Melatonin and melatonin receptor agonists are widely used agents in the therapy of sleep disturbances. Consistent with our findings, there is also some evidence for the efficacy of melatonin for delirium in the ICU. Some studies have reported that oral melatonin treatment improves sleep quality in healthy participants who are exposed to a simulated ICU environment and patients with critical illness.[36,37] Taken together, these previous studies and our results support the notion that sleep quality is associated with melatonin and cortisol secretion. Recent studies have shown that melatonin treatment decreases postoperative delirium and delirium in older adults who are admitted to acute care facilities.[38,39] However, two studies reported that treatment with 3 mg of melatonin did not prevent delirium in non-ICU patients.[40,41] Therapy with melatonin and ramelteon (a melatonin receptor agonist) minimizes the effect of risk factors on development of delirium. This is a natural form of therapy, which prevents the circadian rhythm being disturbed by the ICU environment.[42] To a certain extent, these discrepant findings confirm that there are potential differences in the pathogenesis of simple delirium and ICU-related delirium.

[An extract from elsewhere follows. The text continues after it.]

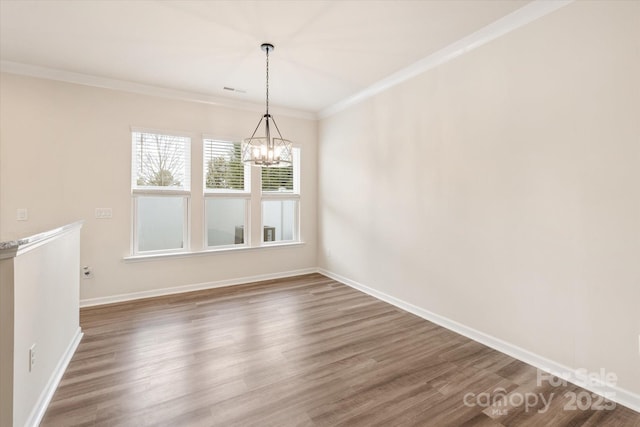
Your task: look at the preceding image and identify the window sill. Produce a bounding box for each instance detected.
[122,242,305,262]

This study has several limitations. First, the study was in a single center and comprised a small sample. Larger, multicenter studies are required to verify our preliminary findings. Second, PSG recordings and biological data were collected only for 24 hours. Therefore, we did not perform a before and after comparison, which might be important for determining the incidence of delirium in the ICU.

Conclusion

In the present study, patients with delirium showed markedly less REM sleep compared with patients without delirium. Furthermore, serum melatonin levels were lower, while cortisol levels were higher in patients with delirium than in those without delirium. Decreased REM sleep, lower melatonin levels, and higher cortisol levels were independently associated with an increased risk of delirium. Therefore, improvement in sleep and readjustment of circadian rhythmicity may be therapeutic targets for prevention and treatment of delirium in the ICU. Further research is required to understand the underlying physiological relationships and develop effective prevention and therapeutic strategies.